Le gouvernement a affirmé que des couloirs humanitaires avaient été ouverts pour permettre aux civils de quitter la région de Wanni en toute sécurité, mais les informations qui sont parvenues à Amnesty International faisaient uniquement mention d’un libre passage au poste de contrôle d’Omanthai. Aux termes du droit international, le gouvernement doit veiller à ce que la population sache où se trouvent ces couloirs et comment s’y rendre.

Complément d’information

Le gouvernement a annoncé lundi 8 septembre qu’il ne pouvait plus garantir la sécurité des travailleurs humanitaires dans la région et il a demandé aux Nations unies et au personnel des agences humanitaires de se rendre en territoire sous contrôle gouvernemental.

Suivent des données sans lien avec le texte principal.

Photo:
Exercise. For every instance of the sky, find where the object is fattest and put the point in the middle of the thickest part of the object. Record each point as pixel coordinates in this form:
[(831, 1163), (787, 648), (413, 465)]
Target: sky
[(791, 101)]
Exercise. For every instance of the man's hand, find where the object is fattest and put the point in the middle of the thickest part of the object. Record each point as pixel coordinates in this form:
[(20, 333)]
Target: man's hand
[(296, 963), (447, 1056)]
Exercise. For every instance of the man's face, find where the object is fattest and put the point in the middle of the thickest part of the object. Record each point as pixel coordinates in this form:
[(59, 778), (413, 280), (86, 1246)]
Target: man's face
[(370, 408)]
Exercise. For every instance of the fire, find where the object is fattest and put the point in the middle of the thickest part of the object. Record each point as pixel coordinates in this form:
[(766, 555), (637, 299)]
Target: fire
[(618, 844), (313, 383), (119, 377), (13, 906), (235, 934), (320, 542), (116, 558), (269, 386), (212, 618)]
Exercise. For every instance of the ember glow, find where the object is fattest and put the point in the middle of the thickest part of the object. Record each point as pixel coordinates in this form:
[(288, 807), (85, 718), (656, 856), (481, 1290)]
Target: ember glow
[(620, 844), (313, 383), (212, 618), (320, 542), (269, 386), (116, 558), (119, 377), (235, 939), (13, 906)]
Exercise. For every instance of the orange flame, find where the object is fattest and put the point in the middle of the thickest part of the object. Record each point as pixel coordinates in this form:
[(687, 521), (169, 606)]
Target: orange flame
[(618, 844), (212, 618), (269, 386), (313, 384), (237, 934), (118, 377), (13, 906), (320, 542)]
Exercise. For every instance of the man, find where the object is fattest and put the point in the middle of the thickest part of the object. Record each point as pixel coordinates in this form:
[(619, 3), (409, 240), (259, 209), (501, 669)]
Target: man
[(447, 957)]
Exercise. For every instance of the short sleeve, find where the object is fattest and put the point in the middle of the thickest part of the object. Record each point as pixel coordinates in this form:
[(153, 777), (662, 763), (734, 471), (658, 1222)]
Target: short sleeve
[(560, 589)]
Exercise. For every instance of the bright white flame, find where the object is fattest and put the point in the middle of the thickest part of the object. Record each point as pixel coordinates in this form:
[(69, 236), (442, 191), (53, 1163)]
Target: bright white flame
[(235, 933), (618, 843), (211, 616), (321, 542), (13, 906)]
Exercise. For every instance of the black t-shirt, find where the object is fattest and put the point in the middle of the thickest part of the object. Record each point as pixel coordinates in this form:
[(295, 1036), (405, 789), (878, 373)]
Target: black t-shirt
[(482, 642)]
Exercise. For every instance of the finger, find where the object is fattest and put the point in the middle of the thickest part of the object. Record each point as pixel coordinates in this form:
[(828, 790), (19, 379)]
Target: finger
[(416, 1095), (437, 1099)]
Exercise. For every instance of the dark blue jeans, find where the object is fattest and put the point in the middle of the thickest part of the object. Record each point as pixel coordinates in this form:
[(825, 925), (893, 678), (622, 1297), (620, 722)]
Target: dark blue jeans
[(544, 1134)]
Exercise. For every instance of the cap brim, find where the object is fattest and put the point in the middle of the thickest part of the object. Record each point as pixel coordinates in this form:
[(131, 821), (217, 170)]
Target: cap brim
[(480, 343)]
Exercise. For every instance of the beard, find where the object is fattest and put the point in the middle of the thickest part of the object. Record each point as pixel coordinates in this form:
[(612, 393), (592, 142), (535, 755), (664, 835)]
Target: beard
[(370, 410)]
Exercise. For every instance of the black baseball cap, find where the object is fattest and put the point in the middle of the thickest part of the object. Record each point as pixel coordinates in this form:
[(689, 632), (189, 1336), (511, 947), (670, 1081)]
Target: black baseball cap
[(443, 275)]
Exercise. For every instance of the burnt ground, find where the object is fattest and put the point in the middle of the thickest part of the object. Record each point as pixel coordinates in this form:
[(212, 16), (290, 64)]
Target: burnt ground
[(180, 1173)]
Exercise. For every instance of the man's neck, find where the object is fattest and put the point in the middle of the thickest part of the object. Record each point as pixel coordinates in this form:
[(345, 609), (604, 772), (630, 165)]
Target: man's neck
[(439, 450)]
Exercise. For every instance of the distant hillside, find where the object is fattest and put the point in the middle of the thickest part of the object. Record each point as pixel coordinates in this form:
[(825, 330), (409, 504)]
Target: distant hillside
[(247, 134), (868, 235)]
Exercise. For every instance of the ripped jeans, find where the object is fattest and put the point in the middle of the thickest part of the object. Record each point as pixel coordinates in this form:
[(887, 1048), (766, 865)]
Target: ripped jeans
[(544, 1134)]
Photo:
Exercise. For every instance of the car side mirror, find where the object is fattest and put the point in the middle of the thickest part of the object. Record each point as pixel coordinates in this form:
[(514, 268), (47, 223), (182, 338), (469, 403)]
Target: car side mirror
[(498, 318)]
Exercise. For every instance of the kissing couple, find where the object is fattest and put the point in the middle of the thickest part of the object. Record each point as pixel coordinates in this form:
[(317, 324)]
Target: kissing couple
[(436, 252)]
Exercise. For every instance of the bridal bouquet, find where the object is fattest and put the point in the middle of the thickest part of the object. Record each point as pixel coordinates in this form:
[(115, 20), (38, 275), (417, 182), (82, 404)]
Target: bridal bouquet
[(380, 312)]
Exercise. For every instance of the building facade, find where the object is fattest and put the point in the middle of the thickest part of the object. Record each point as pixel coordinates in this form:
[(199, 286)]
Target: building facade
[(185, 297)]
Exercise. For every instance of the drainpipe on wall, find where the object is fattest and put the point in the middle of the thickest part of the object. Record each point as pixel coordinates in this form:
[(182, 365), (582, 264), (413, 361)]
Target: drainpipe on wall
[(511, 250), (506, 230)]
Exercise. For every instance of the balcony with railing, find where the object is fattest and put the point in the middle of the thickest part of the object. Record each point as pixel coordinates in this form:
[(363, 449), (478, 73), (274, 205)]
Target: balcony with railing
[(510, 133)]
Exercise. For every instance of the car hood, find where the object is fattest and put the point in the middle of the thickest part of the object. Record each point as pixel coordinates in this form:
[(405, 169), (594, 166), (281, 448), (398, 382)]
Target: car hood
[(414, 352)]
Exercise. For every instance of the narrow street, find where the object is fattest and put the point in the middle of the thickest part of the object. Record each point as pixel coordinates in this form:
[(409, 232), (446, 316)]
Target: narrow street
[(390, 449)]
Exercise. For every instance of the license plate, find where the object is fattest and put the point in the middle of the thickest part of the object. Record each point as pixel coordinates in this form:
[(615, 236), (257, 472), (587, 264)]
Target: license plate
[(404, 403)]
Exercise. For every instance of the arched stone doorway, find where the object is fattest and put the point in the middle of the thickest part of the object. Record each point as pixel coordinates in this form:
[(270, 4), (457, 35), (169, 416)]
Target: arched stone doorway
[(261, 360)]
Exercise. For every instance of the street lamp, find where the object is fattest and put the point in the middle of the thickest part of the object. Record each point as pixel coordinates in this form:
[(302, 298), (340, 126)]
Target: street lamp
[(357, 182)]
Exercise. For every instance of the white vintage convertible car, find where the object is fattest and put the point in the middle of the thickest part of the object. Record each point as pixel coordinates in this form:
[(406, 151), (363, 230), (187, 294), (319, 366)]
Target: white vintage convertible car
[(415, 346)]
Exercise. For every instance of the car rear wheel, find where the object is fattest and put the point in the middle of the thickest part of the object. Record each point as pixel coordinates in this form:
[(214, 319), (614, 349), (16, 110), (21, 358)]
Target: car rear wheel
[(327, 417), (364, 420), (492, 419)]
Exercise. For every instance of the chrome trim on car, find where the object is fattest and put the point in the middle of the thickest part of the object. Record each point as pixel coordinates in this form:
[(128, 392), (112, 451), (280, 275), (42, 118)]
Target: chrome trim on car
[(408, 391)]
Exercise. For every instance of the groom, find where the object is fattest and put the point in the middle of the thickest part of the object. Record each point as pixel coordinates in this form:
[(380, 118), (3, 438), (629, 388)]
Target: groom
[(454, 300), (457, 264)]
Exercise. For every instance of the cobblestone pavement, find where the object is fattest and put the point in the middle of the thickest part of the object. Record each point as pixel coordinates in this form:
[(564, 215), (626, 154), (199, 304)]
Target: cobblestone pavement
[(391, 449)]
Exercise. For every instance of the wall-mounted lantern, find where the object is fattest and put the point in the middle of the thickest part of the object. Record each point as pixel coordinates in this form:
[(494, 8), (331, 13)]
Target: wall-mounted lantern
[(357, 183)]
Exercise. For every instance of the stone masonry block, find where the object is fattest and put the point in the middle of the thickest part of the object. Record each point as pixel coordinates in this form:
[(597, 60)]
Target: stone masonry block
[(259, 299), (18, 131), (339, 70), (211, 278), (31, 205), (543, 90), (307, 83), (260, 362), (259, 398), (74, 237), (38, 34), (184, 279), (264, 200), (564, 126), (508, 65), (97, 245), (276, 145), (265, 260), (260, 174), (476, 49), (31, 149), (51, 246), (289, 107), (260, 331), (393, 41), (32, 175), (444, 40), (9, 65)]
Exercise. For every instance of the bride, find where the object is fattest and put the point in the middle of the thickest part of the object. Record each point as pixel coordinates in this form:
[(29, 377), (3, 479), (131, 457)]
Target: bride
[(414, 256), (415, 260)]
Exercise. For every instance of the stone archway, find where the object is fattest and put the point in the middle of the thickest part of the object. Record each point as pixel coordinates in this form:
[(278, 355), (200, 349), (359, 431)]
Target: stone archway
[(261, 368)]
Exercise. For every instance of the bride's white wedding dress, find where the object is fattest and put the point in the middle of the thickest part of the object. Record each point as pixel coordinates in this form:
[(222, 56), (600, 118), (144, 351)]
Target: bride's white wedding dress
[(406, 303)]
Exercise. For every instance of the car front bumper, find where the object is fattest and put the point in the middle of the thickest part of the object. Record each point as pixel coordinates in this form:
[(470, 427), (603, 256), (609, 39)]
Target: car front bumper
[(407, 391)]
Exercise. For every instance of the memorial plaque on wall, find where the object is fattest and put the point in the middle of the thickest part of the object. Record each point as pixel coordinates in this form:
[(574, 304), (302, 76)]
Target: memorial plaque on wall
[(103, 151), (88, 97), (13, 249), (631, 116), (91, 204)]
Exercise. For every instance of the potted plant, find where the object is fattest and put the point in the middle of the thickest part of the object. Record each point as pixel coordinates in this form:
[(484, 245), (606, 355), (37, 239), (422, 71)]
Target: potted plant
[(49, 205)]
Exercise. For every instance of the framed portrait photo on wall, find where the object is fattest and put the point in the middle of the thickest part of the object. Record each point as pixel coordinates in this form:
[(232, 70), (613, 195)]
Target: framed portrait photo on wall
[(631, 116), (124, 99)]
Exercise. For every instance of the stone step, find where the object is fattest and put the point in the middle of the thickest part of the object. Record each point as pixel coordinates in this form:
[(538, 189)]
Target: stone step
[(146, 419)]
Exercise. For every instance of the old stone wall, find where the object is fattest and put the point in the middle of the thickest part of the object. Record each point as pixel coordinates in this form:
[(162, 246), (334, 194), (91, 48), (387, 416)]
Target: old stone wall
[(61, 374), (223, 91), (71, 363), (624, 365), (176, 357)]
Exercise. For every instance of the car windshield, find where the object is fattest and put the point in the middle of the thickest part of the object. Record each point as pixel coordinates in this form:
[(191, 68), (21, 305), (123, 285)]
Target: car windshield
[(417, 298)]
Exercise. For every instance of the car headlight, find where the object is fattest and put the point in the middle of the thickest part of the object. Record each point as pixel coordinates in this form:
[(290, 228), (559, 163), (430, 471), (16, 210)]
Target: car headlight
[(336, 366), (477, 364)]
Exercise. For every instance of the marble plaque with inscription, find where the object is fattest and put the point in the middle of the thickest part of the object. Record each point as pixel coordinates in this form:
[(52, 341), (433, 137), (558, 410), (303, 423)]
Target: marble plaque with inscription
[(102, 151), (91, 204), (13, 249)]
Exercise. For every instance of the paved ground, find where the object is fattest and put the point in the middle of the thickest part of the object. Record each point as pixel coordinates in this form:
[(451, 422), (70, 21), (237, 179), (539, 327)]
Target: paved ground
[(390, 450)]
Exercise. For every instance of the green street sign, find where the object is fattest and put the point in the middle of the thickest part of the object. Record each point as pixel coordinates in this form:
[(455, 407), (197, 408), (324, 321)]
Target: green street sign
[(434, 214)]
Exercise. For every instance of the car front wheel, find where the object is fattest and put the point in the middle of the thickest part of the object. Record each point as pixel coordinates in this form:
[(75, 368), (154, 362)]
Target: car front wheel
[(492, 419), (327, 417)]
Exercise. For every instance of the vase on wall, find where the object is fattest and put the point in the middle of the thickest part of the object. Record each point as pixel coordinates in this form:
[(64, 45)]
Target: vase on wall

Aux termes du droit international humanitaire, le gouvernement sri-lankais et les LTTE sont tenus de traiter avec humanité, en tout temps et sans discrimination aucune, les personnes ne participant pas de manière active aux hostilités. En plus d’interdire les attaques directes contre ces personnes ou les attaques aveugles, cette disposition inclut l’obligation de veiller à ce que l’aide humanitaire parvienne à tous ceux qui en ont besoin.

Les Nations unies ont commencé à transférer leur personnel international de Kilinochchi vers Vavuniya, sous contrôle gouvernemental. Le Comité international de la Croix-Rouge a déclaré qu’il prévoyait de continuer à venir en aide à ceux qui en avaient besoin, quel que soit l’endroit où ils se trouvaient.

L’armée sri-lankaise a lancé une grande offensive pour réinvestir des zones du nord et de l’est du pays passées sous contrôle des LTTE. Des familles ont été déplacées à plusieurs reprises pour échapper aux bombardements aériens des forces gouvernementales.